2. Improved glucose utilization (peripheral) and sensitivity of beta-cell (central) have also been demonstrated. Chromium activates IRTK (Insulin Receptor
Tyrosine Kinase) 8-fold in the presence of insulin but does not in the absence of insulin.
3. Chromium inhibits phospho tyrosine phosphatase-1 (PTP-1) (in rat: homolog of a PTP-IB) that inactivates the insulin receptor (IR).
Conclusions: Increased affinity to insulin receptor (IR), increased IR-number, activation of IRTK, and the inhibition of PTP-1, all of these lead to the increased insulin sensitivity. The Reference Dose established by the US Enviromental Protection Agency for Cr is 350-times the upper limit of the Estimated Safe and Adequate Daily Dietary Intake (ESADDI) of 3.85 mmol (200 ug/day). The Reference Dose (R/D) is defined as „an estimate of a daily exposure to the human population, including sensitive subgroups, that is likely to be without an appreciable risk of deleterious effect over a lifetime”. Anderson et al (1997) demonstrated no evidence of toxicity or toxic effects in any of the human studies involving chromium supplementation.

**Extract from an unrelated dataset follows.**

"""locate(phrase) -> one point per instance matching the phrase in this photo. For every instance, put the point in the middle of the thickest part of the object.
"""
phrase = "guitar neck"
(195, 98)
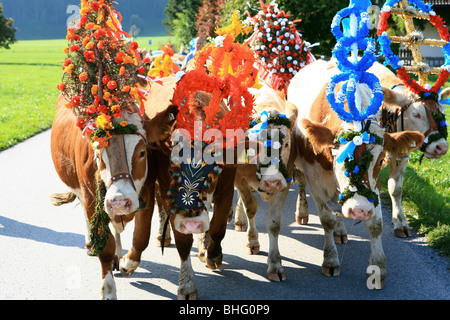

V. Therapeutic Values of Cinula® On the basis of the above short description, the FDC Cinula® capsule which contains 250mg Cinnulin PF (the real water soluble doubly linked polyphenolic type-A polymers = PTAP), 300mg ALA, and100mcq Vit. B12 is the rationale and appropriate composition for patients with obesity, the MetS, pre diabetes, and T2DM. The Cinula® can be administered before meal in a dose of 1-3 capsules / tablets per day. The 6 (six) properties previously mentioned plus its effects to delay GER, Cinula® can lead to a lower postprandial blood glucose level (in addition to decreased FBG).